Ce n'est pas le sujet qui fait le plus jaser durant le temps des Fêtes, mais on ne perd rien pour attendre. Le projet de loi 130, qui bouleverse le rapport de forces entre médecins et hôpitaux, risque de faire des vagues en 2017. Véritables intentions ou stratégie de négociation ?

Déposé au dernier jour de la session parlementaire et coiffé d'un titre à rallonge, le projet de Loi modifiant certaines dispositions relatives à l'organisation clinique et à la gestion des établissements de santé et de services sociaux est passé relativement inaperçu.

Le ministre de la Santé Gaétan Barrette ne s'en est cependant pas caché : son contenu va en contrarier plusieurs.

« Vous comprendrez que ça va créer un grand émoi (...). La communauté médicale va considérer que c'est une attaque frontale à leur autonomie professionnelle historique », a-t-il reconnu en conférence de presse.

Une part importante du projet de loi s'attaque en effet à ce qu'on appelle les privilèges - les ententes en vertu desquelles les médecins peuvent exercer leur profession dans les établissements de santé. L'octroi et le renouvellement de ces privilèges seraient soumis à davantage d'obligations.

Par rapport à la situation actuelle, où les conditions qui permettent de suspendre ou mettre fin aux privilèges d'un médecin ont été sévèrement balisées par les tribunaux, c'est une véritable révolution.

Les médecins, qui ont un statut particulier dans les hôpitaux parce qu'ils ne sont pas salariés, mais payés à l'acte par la Régie de l'assurance maladie du Québec (RAMQ), perdraient ainsi une partie de leur indépendance face à l'administration des établissements.

Comme on s'y attendait, les syndicats de médecins ont rué dans les brancards. « L'autonomie professionnelle des médecins ne sera pas le cadeau de Noël de Gaétan Barrette », a déclaré la Fédération des médecins spécialistes du Québec dans son communiqué. « Politique spectacle et (...) soif de contrôle », a renchéri la Fédération des médecins omnipraticiens du Québec dans le sien.

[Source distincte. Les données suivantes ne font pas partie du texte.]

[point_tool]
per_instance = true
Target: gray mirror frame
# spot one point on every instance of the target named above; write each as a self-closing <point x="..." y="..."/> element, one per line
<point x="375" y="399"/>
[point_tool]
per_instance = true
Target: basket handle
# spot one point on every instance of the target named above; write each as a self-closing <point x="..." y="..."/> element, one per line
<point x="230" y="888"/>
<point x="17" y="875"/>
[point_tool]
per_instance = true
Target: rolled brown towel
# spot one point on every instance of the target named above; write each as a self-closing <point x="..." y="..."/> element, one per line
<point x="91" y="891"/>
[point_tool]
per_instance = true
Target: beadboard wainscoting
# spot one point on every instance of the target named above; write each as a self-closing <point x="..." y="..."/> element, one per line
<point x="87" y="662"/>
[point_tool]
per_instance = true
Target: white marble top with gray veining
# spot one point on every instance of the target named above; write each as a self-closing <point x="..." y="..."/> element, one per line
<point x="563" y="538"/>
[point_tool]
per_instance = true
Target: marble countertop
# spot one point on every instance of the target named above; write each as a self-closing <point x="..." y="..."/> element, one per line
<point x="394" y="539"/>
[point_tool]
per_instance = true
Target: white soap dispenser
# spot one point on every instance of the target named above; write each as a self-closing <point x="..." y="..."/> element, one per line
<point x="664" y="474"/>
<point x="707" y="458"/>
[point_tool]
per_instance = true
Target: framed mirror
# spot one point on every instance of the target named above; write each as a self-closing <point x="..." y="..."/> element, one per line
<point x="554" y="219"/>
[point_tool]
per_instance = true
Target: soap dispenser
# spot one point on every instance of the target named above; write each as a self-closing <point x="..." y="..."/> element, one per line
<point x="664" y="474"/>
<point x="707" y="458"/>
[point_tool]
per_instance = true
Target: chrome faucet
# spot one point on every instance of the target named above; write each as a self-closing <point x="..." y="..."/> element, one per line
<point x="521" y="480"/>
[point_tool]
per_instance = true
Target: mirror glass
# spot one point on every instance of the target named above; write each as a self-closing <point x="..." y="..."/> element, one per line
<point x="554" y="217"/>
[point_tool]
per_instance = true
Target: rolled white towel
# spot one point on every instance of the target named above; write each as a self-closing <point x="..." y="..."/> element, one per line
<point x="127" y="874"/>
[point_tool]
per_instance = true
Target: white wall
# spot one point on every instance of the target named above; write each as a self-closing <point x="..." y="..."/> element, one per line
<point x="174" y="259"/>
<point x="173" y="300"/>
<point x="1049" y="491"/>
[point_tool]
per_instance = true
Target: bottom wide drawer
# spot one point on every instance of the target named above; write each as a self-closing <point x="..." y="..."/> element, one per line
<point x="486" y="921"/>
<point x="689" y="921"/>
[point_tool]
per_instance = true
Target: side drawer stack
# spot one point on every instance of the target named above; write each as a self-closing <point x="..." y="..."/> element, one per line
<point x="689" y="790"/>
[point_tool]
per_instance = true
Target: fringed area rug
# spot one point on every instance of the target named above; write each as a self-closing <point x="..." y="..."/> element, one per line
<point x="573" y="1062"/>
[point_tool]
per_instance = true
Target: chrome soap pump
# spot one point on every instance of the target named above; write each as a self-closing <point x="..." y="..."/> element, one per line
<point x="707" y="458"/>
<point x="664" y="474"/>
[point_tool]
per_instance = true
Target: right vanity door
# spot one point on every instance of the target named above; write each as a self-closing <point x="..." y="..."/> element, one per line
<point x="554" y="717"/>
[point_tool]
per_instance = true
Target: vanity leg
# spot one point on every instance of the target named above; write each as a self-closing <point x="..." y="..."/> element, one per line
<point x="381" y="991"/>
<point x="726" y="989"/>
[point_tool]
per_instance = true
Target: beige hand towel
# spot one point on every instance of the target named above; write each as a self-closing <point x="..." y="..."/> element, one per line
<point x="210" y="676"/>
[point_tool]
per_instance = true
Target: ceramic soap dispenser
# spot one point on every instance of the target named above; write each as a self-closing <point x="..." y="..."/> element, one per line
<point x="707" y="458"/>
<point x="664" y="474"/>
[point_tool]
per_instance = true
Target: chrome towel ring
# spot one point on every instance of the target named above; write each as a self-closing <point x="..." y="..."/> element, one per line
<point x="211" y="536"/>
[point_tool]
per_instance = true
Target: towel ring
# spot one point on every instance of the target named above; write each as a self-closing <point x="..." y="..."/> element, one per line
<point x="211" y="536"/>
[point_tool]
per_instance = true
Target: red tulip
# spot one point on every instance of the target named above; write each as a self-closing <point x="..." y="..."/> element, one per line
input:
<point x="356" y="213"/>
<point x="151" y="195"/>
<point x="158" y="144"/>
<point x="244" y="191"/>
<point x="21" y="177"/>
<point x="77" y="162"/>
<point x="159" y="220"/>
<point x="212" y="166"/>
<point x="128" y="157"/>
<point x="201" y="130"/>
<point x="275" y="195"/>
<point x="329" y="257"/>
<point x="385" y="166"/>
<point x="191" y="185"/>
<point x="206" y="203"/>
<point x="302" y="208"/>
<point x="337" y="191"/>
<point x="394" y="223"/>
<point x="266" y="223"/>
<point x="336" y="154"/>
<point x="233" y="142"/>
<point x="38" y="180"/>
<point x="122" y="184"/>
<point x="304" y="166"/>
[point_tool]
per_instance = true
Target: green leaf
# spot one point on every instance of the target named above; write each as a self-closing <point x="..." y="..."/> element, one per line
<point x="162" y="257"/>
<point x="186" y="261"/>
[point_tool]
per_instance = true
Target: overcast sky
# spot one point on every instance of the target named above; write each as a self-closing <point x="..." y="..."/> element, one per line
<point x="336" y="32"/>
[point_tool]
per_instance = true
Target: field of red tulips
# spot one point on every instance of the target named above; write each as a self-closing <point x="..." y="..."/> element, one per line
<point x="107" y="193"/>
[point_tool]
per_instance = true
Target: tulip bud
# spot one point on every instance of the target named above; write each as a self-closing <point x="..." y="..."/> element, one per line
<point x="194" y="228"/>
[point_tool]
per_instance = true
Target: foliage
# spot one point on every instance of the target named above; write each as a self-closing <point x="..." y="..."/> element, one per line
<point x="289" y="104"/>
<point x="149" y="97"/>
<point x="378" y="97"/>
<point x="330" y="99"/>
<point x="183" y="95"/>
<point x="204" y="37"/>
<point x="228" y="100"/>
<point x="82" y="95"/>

Pour le ministre Barrette, il s'agit plutôt d'aider les gestionnaires à régler des problèmes que la loi actuelle ne permet pas de résoudre. Des radiologues tardent à fournir leurs rapports de radiographie, des ophtalmologistes et des anesthésistes refusent d'aller dans un autre hôpital faisant partie du même établissement fusionné, a-t-il dénoncé. Les omnipraticiens travaillant à l'hôpital pourraient aussi être obligés de prendre des patients, suggère le projet de loi.

Si le Québec devait créer un système de santé de toutes pièces, nous ne recommanderions certainement pas le tracé actuel, qui est touffu, enchevêtré et gaspille de l'énergie à tirer dans des directions opposées. Sauf qu'on ne part pas d'une page blanche. Arracher une pièce pour la remplacer par une autre de forme différente n'est pas sans conséquence.

Permettre aux gestionnaires d'imposer leurs conditions augmenterait évidemment leur marge de manoeuvre. Mais selon quels critères les nouvelles exigences seraient-elles réparties ? Comment décidera-t-on qui est forcé d'aller ailleurs, ou de réduire sa présence à l'hôpital ? Le projet de loi est muet là-dessus. Les avis sont d'ailleurs partagés dans les organisations de gestionnaires. Si plusieurs y voient des avantages potentiels, certains craignent que cela augmente les tensions avec les médecins, ou les empêche de travailler en collaboration avec eux.

Ce projet de loi 130 sera-t-il combattu avec autant de vigueur que le fameux projet de loi 20 ? Le sujet est différent, mais l'enjeu est comparable. Il s'agit d'amener les médecins, de gré ou de force, à répondre aux demandes de Québec et de la population.

Or, plus d'un an après son adoption, la loi 20 n'est toujours pas en vigueur. Son application est suspendue comme une épée de Damoclès au-dessus de la tête des médecins. S'ils atteignent les cibles convenues d'ici la fin de l'an prochain, ils y échapperont. Assistons-nous à une répétition du même stratagème ? On pourrait dire que c'est habile... ou que ça en devient lassant. Dans un cas comme dans l'autre, il faudra beaucoup temps avant qu'on sache si l'accès aux soins (et non pas seulement aux médecins) s'en trouve amélioré.